Cat smart, sassy, and funny—but thin, she’s not. Until her class science project. That’s when she winds up doing an experiment—on herself. Before she knows it, Cat is living—and eating—like the hominids, our earliest human ancestors. True, no chips or TV is a bummer and no car is a pain, but healthful eating and walking everywhere do have their benefits.

As the pounds drop off, the guys pile on. All this newfound male attention is enough to drive a girl crazy! If only she weren’t too busy hating Matt McKinney to notice....

This funny and thoughtful novel explores how girls feel about their bodies, and the ways they can best take care of their most precious resource: themselves.

-Synopsis taken from Goodreads

My reactions:

This book had lovable characters with whom you could easily empathize, and the story was definitely a page-turner - but it was a predictable page-turner. I knew, not only how the story was going to end, but also some of the other plot details that Cat was waiting to reveal until later in the novel - which is fine because a predictable ending doesn't always equate bad writing, it just means that you'd better have some really great characters to make it worth the ride.
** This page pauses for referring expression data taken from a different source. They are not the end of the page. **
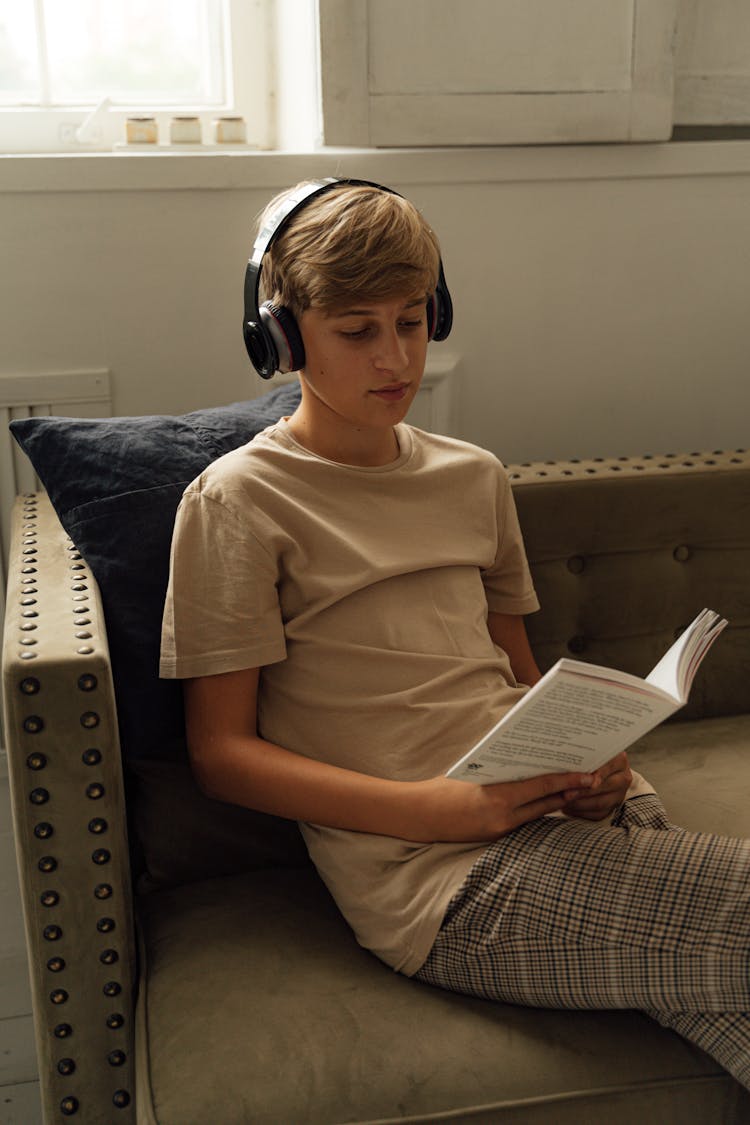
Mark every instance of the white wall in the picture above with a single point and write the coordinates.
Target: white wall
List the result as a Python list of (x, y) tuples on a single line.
[(601, 293)]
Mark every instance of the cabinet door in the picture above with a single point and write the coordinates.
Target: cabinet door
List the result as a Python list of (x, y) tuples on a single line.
[(712, 79), (441, 72)]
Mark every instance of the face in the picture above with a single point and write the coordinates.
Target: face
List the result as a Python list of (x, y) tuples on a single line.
[(363, 365)]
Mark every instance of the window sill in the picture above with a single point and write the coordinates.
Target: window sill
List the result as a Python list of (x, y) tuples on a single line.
[(245, 169)]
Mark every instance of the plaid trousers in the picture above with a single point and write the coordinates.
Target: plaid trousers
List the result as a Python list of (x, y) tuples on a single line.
[(639, 915)]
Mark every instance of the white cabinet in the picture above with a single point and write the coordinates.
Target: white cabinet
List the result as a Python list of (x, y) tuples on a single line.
[(441, 72)]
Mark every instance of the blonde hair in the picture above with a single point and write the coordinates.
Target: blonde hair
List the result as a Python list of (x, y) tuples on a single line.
[(350, 243)]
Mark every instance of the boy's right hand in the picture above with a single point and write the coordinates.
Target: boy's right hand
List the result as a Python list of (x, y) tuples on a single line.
[(450, 810)]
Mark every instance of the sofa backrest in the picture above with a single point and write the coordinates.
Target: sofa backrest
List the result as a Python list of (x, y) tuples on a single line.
[(626, 551)]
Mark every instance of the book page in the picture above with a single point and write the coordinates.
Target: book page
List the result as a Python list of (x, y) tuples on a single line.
[(575, 721), (676, 669)]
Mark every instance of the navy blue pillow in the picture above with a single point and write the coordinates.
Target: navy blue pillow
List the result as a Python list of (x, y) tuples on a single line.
[(115, 485)]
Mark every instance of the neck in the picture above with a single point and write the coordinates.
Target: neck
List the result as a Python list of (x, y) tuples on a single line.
[(364, 447)]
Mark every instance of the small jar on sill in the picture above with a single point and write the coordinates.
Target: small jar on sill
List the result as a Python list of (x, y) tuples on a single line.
[(229, 131)]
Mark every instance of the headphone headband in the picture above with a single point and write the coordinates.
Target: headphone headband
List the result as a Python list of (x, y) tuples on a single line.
[(271, 334)]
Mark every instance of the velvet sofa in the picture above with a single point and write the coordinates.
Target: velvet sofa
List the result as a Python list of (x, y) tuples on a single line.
[(188, 966)]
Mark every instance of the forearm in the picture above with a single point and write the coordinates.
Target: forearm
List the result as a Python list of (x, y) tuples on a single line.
[(261, 775), (270, 779)]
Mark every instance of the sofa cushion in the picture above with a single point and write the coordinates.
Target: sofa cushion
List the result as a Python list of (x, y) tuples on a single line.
[(115, 485), (258, 1005), (698, 770)]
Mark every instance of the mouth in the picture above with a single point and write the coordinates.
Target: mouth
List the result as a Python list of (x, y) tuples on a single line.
[(394, 393)]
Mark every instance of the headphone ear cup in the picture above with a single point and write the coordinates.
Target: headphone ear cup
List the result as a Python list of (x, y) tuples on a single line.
[(432, 314), (281, 327)]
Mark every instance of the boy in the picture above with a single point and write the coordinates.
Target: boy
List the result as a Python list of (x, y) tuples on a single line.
[(345, 605)]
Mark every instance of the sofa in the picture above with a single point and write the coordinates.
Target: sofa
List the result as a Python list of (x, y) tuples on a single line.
[(187, 964)]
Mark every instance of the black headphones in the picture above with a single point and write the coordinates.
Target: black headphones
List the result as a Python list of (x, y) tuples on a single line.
[(272, 336)]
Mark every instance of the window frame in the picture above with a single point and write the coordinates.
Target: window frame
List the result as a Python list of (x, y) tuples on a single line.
[(247, 34)]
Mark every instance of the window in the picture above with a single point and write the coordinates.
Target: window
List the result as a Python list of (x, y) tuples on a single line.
[(60, 60)]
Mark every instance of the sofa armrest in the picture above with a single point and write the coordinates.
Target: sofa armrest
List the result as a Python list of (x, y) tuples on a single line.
[(70, 822)]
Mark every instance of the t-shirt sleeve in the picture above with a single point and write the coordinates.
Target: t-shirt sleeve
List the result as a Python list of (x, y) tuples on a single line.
[(222, 610), (508, 582)]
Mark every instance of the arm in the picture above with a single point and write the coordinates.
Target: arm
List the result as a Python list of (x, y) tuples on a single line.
[(508, 631), (233, 763)]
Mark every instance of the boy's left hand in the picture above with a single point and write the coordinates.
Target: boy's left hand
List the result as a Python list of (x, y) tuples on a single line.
[(615, 777)]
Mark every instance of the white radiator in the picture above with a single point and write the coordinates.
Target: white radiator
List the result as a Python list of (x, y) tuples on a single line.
[(73, 394)]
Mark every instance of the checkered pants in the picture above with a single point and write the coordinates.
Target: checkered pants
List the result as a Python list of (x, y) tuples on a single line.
[(640, 915)]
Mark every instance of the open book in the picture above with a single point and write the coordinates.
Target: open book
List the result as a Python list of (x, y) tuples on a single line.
[(580, 716)]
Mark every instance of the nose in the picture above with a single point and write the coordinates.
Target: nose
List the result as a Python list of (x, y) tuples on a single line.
[(392, 353)]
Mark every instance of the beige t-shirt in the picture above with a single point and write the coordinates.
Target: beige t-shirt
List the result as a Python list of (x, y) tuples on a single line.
[(362, 594)]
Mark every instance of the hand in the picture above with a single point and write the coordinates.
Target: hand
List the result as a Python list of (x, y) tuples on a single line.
[(612, 783), (448, 810)]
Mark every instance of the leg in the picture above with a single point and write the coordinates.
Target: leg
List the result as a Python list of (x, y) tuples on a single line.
[(640, 915)]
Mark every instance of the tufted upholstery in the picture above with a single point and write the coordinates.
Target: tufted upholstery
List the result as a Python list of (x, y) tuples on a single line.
[(253, 1001)]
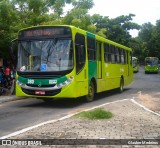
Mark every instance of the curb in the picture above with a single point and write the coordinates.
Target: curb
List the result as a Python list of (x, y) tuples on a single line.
[(9, 98)]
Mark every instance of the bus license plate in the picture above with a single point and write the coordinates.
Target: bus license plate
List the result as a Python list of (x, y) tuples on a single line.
[(39, 92)]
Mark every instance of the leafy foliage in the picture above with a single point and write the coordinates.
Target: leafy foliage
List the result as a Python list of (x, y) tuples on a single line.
[(18, 14)]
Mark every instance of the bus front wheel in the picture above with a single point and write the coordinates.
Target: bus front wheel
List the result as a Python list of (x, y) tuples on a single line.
[(91, 92)]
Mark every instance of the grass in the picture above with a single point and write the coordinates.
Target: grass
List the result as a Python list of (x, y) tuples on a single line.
[(97, 113)]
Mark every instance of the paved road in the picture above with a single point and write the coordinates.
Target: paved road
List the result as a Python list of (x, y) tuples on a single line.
[(20, 114)]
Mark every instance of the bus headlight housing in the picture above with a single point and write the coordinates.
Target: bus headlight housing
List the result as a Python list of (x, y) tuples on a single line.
[(67, 82)]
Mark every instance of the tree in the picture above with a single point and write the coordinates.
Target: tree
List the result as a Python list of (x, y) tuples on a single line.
[(7, 19)]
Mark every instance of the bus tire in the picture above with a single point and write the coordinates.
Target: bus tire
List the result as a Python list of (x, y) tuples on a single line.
[(91, 92), (121, 85)]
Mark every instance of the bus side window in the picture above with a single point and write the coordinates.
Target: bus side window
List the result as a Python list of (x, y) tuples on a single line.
[(112, 53), (107, 54), (80, 52), (130, 58), (91, 48), (117, 55)]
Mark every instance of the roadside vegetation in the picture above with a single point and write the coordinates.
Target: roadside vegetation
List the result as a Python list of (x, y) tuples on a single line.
[(18, 14), (98, 113)]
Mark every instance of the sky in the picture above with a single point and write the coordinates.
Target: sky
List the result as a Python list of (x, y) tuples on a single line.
[(145, 10)]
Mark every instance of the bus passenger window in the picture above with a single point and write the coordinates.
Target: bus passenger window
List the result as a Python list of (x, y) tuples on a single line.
[(80, 52)]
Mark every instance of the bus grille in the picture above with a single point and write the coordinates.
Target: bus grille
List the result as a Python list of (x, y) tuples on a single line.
[(47, 93)]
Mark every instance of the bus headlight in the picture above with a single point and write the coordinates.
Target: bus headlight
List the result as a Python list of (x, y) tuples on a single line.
[(20, 83)]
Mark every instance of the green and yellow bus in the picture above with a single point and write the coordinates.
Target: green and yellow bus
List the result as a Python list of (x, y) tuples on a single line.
[(135, 64), (67, 62), (151, 65)]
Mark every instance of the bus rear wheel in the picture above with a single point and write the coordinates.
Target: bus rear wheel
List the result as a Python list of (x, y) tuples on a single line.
[(91, 92)]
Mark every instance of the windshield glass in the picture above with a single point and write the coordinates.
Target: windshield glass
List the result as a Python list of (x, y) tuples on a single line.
[(47, 55), (134, 63)]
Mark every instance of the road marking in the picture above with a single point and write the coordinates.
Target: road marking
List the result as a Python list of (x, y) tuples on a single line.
[(52, 121), (70, 115), (145, 108)]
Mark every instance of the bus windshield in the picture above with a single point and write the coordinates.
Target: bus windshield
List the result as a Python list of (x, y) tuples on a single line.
[(151, 61), (135, 62), (45, 55)]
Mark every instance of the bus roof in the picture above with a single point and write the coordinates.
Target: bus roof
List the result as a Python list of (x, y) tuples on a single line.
[(85, 33)]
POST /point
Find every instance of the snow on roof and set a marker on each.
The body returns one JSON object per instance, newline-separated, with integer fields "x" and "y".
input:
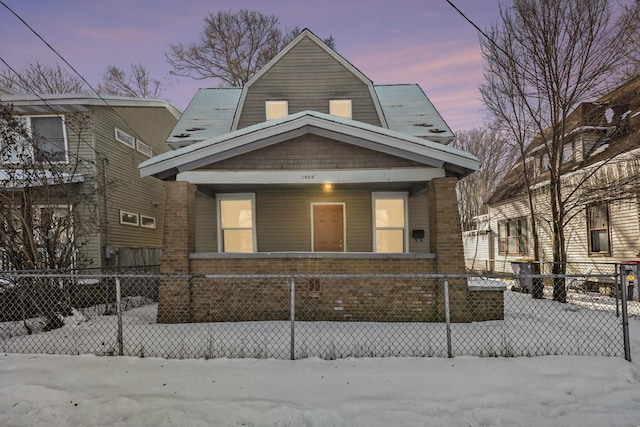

I also got the feeling that the book was written less to entertain and more to educate/preach the gospel of vegetarianism. Again, this is not a bad thing, I just wish it had been a little more seamless in its delivery. Readers can be turned off if they feel like they're being manipulated.

Having said that, I think Brande's message is a great one for those teens have have been flirting with the idea of vegetarianism.
It might, however, turn off the readers who feel like Brande was trying to convert everyone to that way of life.

Even with my criticisms, this was still a solid, entertaining novel that I thoroughly enjoyed.